The fish is prepped to ship and will be on its way as soon as the soup kitchen ensures it has a proper place to store all of it, Parr said.

In addition to food donations, the soup kitchen started an online fundraiser to buy food and supplies like biodegradable containers that guests can use to take food with them, which was something they never purchased in bulk before, Guerra said. The soup kitchen is prepared to operate under these new standards for at least four months, so financial support is essential, Guerra said.

Those interested in donating can also text FEEDNYC to 44321.

One of the challenging aspects of keeping the soup kitchen running is not knowing how long the outbreak will last, Ottley said. Even during Hurricane Sandy, when the soup kitchen lost power and had to turn to sandwiches and other cold meals for their guests or use kitchens offered by community members, the power was back on within a week, he said.

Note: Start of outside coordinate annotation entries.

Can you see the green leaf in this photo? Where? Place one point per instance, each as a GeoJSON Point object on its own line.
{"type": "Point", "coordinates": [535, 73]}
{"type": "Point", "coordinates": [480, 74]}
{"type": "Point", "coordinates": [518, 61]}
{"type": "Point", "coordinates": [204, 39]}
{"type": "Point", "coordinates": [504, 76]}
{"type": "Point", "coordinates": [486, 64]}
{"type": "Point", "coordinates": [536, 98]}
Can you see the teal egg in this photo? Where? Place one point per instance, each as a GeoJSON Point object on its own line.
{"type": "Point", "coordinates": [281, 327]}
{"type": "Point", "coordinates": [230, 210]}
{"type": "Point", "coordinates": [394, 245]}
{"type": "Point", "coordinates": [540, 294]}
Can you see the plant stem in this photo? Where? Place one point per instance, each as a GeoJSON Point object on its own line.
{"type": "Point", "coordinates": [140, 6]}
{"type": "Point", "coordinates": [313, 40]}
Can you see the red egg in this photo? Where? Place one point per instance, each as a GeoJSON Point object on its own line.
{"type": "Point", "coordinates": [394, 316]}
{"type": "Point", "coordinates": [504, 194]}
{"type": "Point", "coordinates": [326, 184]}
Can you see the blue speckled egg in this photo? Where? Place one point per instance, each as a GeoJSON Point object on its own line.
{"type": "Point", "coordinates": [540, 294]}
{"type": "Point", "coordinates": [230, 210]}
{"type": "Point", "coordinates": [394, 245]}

Ottley is most concerned about the immigrant populations who use the soup kitchen and are starting to use it in greater numbers as unemployment grows, he said. Many of these people have been fired from service jobs but do not qualify for SNAP or federal stimulus package aid because of their citizenship status, something that many New Yorkers can draw on.

Despite the struggle to serve community members in increased need, Sara Pandolfi, who works with Holy Souls as a nonprofit development and strategy consultant, is optimistic about the community support offered, she said. The fundraiser, launched March 25, has already raised about $44,000 of its $1 million goal.

“We’re fortunate that we have people who are so compassionate,” Pandolfi said.